Connect Playwright (or Puppeteer) to our cloud Chromium and write the same scripts you'd run locally, without managing the browser.

Code tool
Code example
import { chromium } from "playwright";

const browser = await chromium.connectOverCDP(
  `wss://cdp-lb.axiom.ai/?token=${process.env.AXIOM_API_KEY}`
);

try {
  const context = browser.contexts()[0];
  const page = context.pages()[0] ?? await context.newPage();

  // One row per page. These would come from your Google Sheet.
  const rows = [
    { url: "https://example.com/products/1/edit", file: "images/widget.jpg" },
    { url: "https://example.com/products/2/edit", file: "images/gadget.jpg" },
  ];

  for (const row of rows) {
    await page.goto(row.url);

    // Point the upload field at a file on disk
    await page.setInputFiles('input[type="file"]', row.file);

    // Submit, then wait for the upload to finish before the next row
    await page.click("button[type=submit]");
    await page.waitForSelector(".upload-done");
  }
} finally {
  await browser.close();
}

Build with a Claude skill

Build no-code or code bots with a skill.

Add the Claude skill and describe what to upload and where the files come from. It builds the bot for you, no-code or code, from your machine or from Google Drive.
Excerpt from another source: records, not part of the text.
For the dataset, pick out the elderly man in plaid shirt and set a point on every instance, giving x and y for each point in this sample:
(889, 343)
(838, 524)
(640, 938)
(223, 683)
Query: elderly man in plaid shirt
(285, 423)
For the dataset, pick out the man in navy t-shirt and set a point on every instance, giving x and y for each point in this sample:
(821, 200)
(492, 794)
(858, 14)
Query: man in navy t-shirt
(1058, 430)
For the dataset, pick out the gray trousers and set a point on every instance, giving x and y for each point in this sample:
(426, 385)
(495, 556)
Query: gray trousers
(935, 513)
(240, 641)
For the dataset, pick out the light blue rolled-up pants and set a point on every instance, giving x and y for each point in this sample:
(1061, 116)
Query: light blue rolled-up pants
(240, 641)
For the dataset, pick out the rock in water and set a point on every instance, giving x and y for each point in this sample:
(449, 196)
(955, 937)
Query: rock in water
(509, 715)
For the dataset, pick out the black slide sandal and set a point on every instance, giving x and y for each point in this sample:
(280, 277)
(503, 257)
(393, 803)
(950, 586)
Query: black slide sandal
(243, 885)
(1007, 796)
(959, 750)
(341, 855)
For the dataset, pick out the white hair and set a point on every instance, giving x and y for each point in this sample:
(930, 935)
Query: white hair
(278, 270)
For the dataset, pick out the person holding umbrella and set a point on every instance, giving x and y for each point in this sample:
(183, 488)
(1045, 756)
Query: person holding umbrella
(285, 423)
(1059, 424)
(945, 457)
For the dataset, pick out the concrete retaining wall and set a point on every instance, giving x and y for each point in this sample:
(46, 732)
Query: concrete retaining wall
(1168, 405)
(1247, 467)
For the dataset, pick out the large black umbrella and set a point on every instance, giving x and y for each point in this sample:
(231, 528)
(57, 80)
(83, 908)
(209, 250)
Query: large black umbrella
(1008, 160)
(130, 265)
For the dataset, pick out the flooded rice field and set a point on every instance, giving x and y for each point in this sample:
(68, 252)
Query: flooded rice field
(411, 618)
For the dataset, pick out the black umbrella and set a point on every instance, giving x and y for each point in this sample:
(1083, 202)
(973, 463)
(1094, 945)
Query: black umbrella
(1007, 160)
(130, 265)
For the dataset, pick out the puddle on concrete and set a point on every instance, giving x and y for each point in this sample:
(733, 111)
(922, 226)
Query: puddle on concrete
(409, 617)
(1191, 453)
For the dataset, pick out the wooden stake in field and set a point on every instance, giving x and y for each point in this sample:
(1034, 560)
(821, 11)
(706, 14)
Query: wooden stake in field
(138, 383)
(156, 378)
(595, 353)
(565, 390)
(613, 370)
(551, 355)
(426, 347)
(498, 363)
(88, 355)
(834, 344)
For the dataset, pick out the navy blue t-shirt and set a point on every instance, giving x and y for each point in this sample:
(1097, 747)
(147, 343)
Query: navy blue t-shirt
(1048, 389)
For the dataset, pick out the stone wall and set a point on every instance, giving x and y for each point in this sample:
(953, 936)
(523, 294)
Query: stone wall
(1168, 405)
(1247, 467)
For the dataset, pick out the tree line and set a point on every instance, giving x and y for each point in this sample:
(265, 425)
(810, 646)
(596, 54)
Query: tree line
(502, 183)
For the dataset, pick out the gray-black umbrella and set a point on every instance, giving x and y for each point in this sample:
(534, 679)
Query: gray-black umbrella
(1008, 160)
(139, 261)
Claude building a file upload automation from a description

What can you upload?


Most upload fields. A couple of cases worth knowing first.

Works well

  • Images to product pages in a CMS
  • Documents and PDFs to a portal
  • Receipts and attachments to a form
  • Many files to one field from a sheet
  • Files spread across many pages

Harder

  • Drag-and-drop only upload zones
  • Uploads behind a login or 2FA
  • Very large files on a slow connection

Don't try

  • Uploading content you have no right to
  • Anything against a site's terms
  • Flooding a site with junk uploads

What I'd watch out for


Uploads are simple until the file is not where the bot expects. Here is what I would watch for.

Local uploads need the desktop app

The Upload a file step only reads files off your computer when the bot runs in the desktop app. In the cloud, upload from Google Drive instead, or use the Drive step that can do both.

Check the path and permissions

If a file will not upload, check the filename and path are right, the file is actually there, and your user has read access to the folder. A wrong path is the usual culprit.

Wait for the upload to finish

A big file takes time to go up. If the bot moves on too soon, the form submits without the file. Add a wait sized to the file, or wait for the page to confirm the upload.

Drag-and-drop zones

Some upload areas only accept a drag, not a click. If selecting the field does nothing, the page is often hiding a real file input behind the drop zone, so point the step at that input instead.